Here are other ways in which corruption in the courts has been revealed:

✔ Crowdsourcing information and stories from citizens. The Indian website I Paid a Bribe has been such a success in getting ordinary citizens to report their everyday encounters with petty corruption that it’s been copied in places like Kenya and Pakistan. These sites have used crowdsourcing to get an idea of the “market cost” of corruption. A look at stories related to corruption in the courts yielded such stories as this one from Noida, India: “For a civil case, I had to pay peskar (assistant to judge) 800 Rs to expedite the judgement.” From New Delhi: “I paid 1000 rupees to the magistrate to claim my stolen bike. So u pay to get your own bike back.”

✔ Finding out how judges enrich themselves. The poster child for this technique is the recently removed chief justice of the Philippine Supreme Court, Renato Corona, who was found by journalists to have tripled his assets in the nine years he was in the high court.

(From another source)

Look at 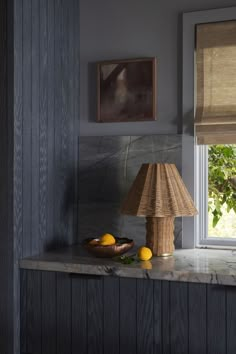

Filipino journalists found property records showing his acquisitions of high-end real estate in Manila and raised questions about how he got the funds to purchase them.

✔ Tracing how judiciary funds are spent. There’s not been enough examination of how the courts spend public funds. A 1993 series in the Providence Journal won the Pulitzer Prize for uncovering how the chief justice of the State Supreme Court in Rhode Island doubled the budget of the state court system and used the funds to create new, well-paid sinecures for relatives and cronies. Among the charges against the former Philippine chief justice was that he had misspent part of a $22-million loan from World Bank on “ineligible expenses” like laptops and air travel.

✔ Questioning who really wrote those decisions. This is a tough call as it’s difficult to prove that a judge did not write the decision in a court case. For one thing, judges often quote liberally from lawyers’ briefs. But it’s a different thing altogether when a lawyer in a lawsuit ghost-writes the decision for a judge. But it happens.

In Malaysia, a legal secretary testified in a judicial inquiry in 2008 that the lawyer for a prominent businessman wrote the entire decision awarding RM10 million (about $2.5 million) in defamation damages to businessman Vincent Tan, a crony of former Prime Minister Mahathir Mohamad. Tan had sued a journalist and six others for a story that said he was using his newspaper to promote his business interets. The secretary said that she did the research for the case and her colleague took dictation from the lawyer as he drafted the decision.

In a 1993 story, the Philippine Center for Investigative Journalism reported on the testimony of an American writing style expert who said that the lawyer for the country’s biggest telecommunications company wrote the Supreme Court decision in a case that preserved the company’s monopoly. The expert made the conclusion by comparing he writing style of the justice with that of the lawyer. Three days ater the story was published, the justice resigned. [Disclosure: I was director of the Center at the time the story was published.]